Still is the case. But here they take that job very seriously.

I even saw a higher up personally helping once, I was in an open source tech conference, and a colonel was present to show the air force work using Ubuntu and Debian, while chatting with him he got a phone call about a radar issue, he immediately picked up a laptop and started to fire up some domestic made tech and started helping the operators directly.

If the timing wasn't seemly so random I would think they did it on purpose just to show off the cool tech.


I don't know how to reconcile the safety culture of 'telling the truth no matter what' and not blaming, with the chain-of-command, authority and obeying orders sir-yes-sir of the military. I probably have a very warped view of military leaders, but I know which customers ask for the 'safety override' button...


A safety override in the military is a safety feature in itself.

In battle, overriding a safety feature might be the difference between returning fire and saving the ship and crew, or losing all hands.

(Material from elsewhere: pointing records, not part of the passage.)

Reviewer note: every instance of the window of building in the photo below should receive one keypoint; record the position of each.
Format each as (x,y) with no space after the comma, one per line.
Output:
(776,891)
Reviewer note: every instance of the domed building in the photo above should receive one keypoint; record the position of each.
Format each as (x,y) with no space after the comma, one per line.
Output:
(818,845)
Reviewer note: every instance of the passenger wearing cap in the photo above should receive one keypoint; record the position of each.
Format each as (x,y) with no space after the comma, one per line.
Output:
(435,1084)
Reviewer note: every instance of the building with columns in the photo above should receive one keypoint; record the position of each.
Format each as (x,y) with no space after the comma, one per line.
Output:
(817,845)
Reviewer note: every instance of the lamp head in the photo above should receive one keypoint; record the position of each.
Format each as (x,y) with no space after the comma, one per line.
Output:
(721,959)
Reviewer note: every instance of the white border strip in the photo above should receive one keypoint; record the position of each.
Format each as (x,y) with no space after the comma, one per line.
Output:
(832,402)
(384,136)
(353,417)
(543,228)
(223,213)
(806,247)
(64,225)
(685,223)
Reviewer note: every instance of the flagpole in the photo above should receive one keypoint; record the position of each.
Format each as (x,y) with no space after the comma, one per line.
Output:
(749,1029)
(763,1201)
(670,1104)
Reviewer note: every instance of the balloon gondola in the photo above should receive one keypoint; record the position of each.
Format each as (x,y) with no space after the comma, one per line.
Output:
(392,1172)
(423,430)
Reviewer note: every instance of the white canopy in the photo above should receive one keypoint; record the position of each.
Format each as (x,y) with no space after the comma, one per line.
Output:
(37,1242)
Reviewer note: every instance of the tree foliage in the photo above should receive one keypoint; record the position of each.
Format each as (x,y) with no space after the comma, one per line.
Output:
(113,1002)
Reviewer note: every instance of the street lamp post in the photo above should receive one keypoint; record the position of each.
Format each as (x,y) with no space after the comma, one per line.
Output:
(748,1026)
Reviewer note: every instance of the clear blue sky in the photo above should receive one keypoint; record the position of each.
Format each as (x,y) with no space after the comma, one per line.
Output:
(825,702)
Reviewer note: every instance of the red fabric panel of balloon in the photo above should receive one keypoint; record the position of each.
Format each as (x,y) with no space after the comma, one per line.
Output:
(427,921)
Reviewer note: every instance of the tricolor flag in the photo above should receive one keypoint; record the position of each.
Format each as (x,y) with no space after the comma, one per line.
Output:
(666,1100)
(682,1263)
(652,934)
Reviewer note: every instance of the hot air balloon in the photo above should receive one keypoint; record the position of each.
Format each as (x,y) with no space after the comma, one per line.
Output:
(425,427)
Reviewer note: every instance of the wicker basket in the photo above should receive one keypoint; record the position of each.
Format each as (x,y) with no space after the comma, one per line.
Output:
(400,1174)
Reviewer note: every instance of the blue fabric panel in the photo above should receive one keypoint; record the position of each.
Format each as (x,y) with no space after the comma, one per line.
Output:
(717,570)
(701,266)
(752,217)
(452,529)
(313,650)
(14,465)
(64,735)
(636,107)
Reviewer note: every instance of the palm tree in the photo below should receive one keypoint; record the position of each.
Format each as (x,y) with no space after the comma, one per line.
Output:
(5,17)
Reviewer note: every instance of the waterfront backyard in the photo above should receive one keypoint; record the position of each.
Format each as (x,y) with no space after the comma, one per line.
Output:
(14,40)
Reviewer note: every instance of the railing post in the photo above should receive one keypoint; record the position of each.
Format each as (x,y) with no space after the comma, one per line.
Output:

Yes, I see. What I mean is that in civilian systems I designed (or helped design) the focus is on redundancy, safety and personel safety. I've felt for a long time the 'for the military' design was quick to forgo redundancies and failsafes, for better 'performance' (my vocabulary is lacking there, sorry).

The mentality is changing a lot and I'm starting to see safety requirements in contracts and more and more frequent audits from customers on the topic (even though it wasn't in the spirit of things or the contract when system was designed, ugh...) and it's very, very hard to retrofit safety and personel safety in a product line, codebase, system design, and especially in the daily reflexes of systems or sw engineers. Everyone seems to overshoot ("safety says we must do X" - well no it's still an engineering compromise you still have choices and trade-offs - "but safety!" - yes, let's go back to the safety plan, what are the critical elements, what are the failure modes, what are the chances, what is the expected system response?...)

It's particularly tough for those teams that have to swallow the double firehose of safety and "cyber"-security :-D


My father was in air traffic control in Italy and it was a military thing until 1979 or so.


Still is, you must join the air force to work as an ATC.